The alternative is to design a “content hub.” A content hub is an area where your content will be housed. Content hubs can have many different designs, but ultimately, the goal is to design the experience so users can easily find the information they’re looking for, casually browse, and interact with the brand. Content hubs provide many benefits:

  • Increases the likelihood users will find content of interest to them
  • Decreases friction for finding the right content
  • Gets users to the right content faster
  • Increases exposure to older content that is “evergreen,” or content that will always be useful
  • Allows the brand to get more mileage out of their content, because it will be easier to recycle and repurpose existing content
  • Increases the “shelf life” of content, making each contribution more valuable
  • Provides an experience that allows multiple types of content to be featured, such as videos, infographics, gifs, etc.

Organizing Content

It’s important to create content for all stages of the buyer journey.
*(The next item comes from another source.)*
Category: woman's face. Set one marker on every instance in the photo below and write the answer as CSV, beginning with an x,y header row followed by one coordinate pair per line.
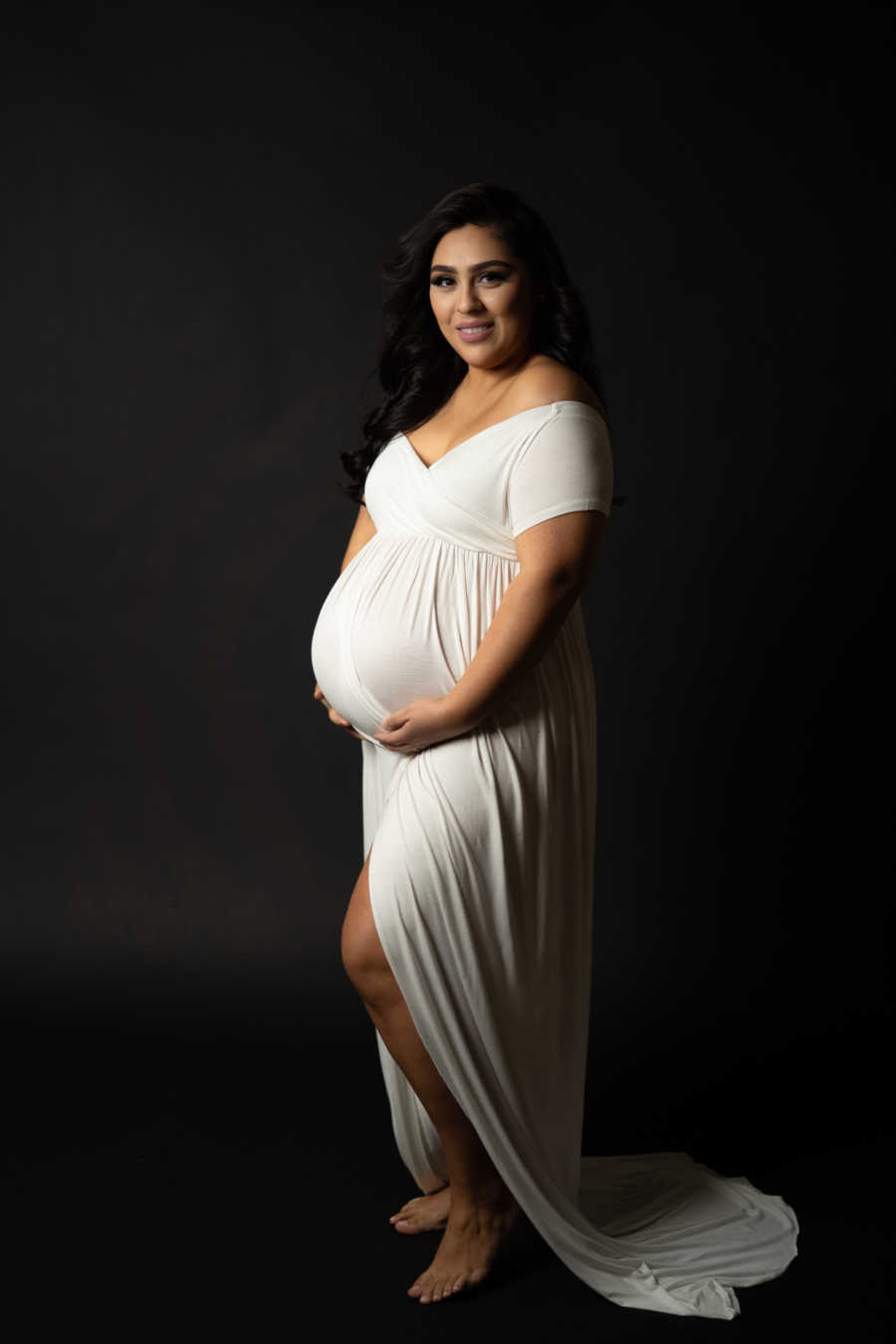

However, creating content is just the first step. Content is only valuable if it’s accessible. People need to be able to find the content that’s most relevant to them. How you organize your content and display it is important for findability.

To organize content in a way that’s most useful for users, you need to understand your audience’s needs and interests. Your personas should guide the development of high-level content themes. We recommend creating high-level themes structured around what drives user intent. These high-level themes can be the basis for how you organize and display content in your content hub.

Here’s an example of a content hub we designed and developed. Our content strategy helped us define these six main themes for the content: destination inspiration, travel savvy, trip planning, packing organization, safe travels, and inside Eagle Creek. This entry page allows people to find content that fits their interests.

eagle creek content hub

Rollover text gives users an idea of what content they can expect in each section.

content hub category

Once a user clicks on a section, they are taken to the section landing page.

section landing page for content hub

Users have the option to sort by most recent, or alphabetically. They can also use tags to further refine the content to find what they’re interested in.

content hub sort options

content hub filter options

Integrating Social and Email

You may want to consider integrating social media into your content hub to increase engagement. Depending on your brand and audience, you may want to display certain social media feeds. Be careful to not detract from the content experience. You may want to weigh the benefits of incorporating social media with the potential risk that social media feeds will take people out of your content hub experience and into social media. People can easily go to social media and quickly get lost, forgetting your brand.

In the case of Eagle Creek, we made sure to integrate the social media content into the experience of the content hub. Users can tweet to Eagle Creek without even leaving the page.

content hub social media integration

Your content hub should have opportunities for email capture so you can continue the relationship beyond the first touch point. This allows you to nurture relationships over time. There should be calls to action (CTAs) on each post/article, and on the home/landing page for your content hub.



One thought on “Why You Should Switch from a Traditional Blog to a Content Hub

  1. Kassie says:

    How about having both a content hub and a blog. Hub has more formal long form technical content and blog has more personality and is an owned platform where we can encourage interaction. Any thoughts on anyone who does both well.